Mais ils n'étoient pas particuliers à ces peuples. On sait que dans tous les peuples du monde, sans en excepter aucun, les hommes ont sacrifié leurs semblables (1); et il n'y a point eu d'endroit sur la terre où on n'ait servi de ces tristes et affreuses divinités, dont la haine implacable pour le genre humain exigeoit de telles victimes.

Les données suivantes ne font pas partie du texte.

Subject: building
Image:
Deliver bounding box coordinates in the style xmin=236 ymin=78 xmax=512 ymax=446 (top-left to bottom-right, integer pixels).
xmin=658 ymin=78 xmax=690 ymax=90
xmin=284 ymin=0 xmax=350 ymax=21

Au milieu de tant d'ignorances, l'homme vint à adorer jusqu'à l'œuvre de ses mains. Il crut pouvoir renfermer l'esprit divin dans des statues ; et il oublia si profondément que Dieu l'avoit fait, qu'il crut à son tour pouvoir faire un Dieu. Qui le pourroit croire, si l'expérience ne nous faisoit voir qu'une erreur si stupide et si brutale n'étoit pas seulement la plus universelle, mais encore la plus enracinée et la plus incorrigible parmi les hommes? Ainsi il faut reconnoître, à la confusion du genre humain, que la première des vérités, celle que le monde prêche, celle dont l'impression est la plus puissante, étoit la plus éloignée de la vue des hommes. La tradition qui la conservoit dans leurs esprits, quoique claire encore, et assez présente, si on y eût été attentif, étoit prête à s'évanouir : des fables prodigieuses, et aussi pleines d'impiété que d'extravagance, pre

(1) Herod. lib. 11, c. 107. Cæs. de Bell. Gall. lib. v1, cap. 15. Diod. lib. 1, sect. 1, n. 32. lib. v, n. 20. Plin. Hist. natur. lib. xxx, cap. 1. Athen. lib. xIII. Porph. de Abstin. lib. 11, §. 8. Jorn. de reb. Get. c. 49, etc.